The Government is also understood to have decided a minimum price for sale of sugar at around Rs.29/kg. which will help clearance of sugarcane dues to the farmers. At the same time, a mechanism will be put in place to ensure that the retail prices of sugar are kept fully under control and sufficient supplies are maintained throughout the year.
Last month, the government had announced a Rs 1,500 crore production-linked subsidy for sugarcane farmers to help millers pay cane payments.
Sugar mills are unable to make payments to cane growers as their financial health has worsened due to a sharp fall in sugar prices after a record production of 31.6 million tonne (MT) so far in the 2017-18 season (October-September).
Maximum cane dues of more than Rs 12,000 crore are in Uttar Pradesh alone, the country’s biggest sugarcane producing state. According to sources, the government has worked out a slew of measures to ensure farmers’ dues are cleared by mills.
The food ministry has proposed creation of a buffer stock of 3 million tonnes of sugar. The carrying cost of the sweetener would be borne by the government which is estimated to cost the exchequer around Rs 1,300 crore, they said.
Besides setting up of the buffer stock, the food ministry has proposed fixing minimum ex-mill sale price at around Rs 30 per kg, reintroducing the monthly release mechanism and imposing stock limits on mills by fixing quota for each mill.

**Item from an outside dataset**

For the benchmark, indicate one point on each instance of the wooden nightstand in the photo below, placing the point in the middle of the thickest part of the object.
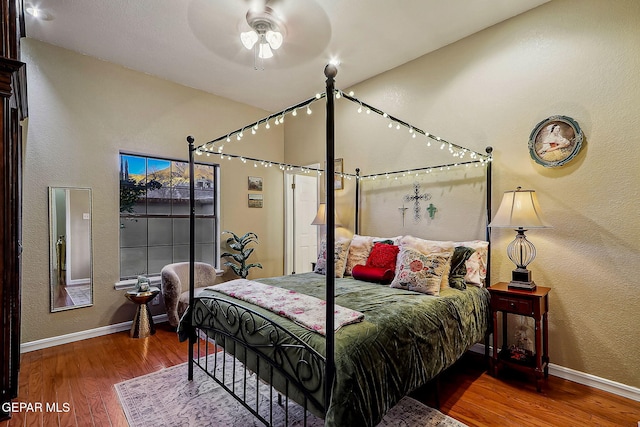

To help beleaguered sugar industry, the petroleum ministry has proposed interest subsidy of 6 per cent on Rs 4,500 crore to sugar mills for expansion and creation of new capacity of ethanol. The scheme provides five years time to mills for repayment of loans and a moratorium on repayment in the first year.
In order to improve the liquidity of the industry so that the cane price arrears of farmers can be cleared, the Government has implemented a series of interventions in the past four months.
These include increase in custom duty on import of sugar from 50% to 100%, removal of custom duty on export of sugar, imposition of reverse stock holding limits on sugar mills for the months of February and March 2018, allocation of mill-wise Minimum Indicative Export Quota (MIEQ) of 20 LMT and financial assistance @Rs.5.50/quintal of cane crushed amounting to about Rs.1500 crore.
The sugar season of 2017-18 witnessed highest ever sugar production of more than 315 LMT in the country. This increase in production is a result of higher cane yields and improved sugar recoveries aided by our Government’s pro-farmer policies. However, the depressed global price of sugar and the surplus domestic production has led to a decline in the market price of sugar leading to accumulation of cane arrears of more than Rs.20,000 crores.
The sugar industry is an important agro-based industry that impacts the livelihood of about 5 crore sugarcane farmers and around 5 lakh workers directly employed in sugar mills. Employment is also generated in various ancillary activities relating to transport, trade, servicing of machinery and supply of agriculture inputs. India is the second largest producer of sugar in the world after Brazil and is also the largest consumer. Today Indian sugar industry’s annual output is worth approximately Rs.80,000 crore.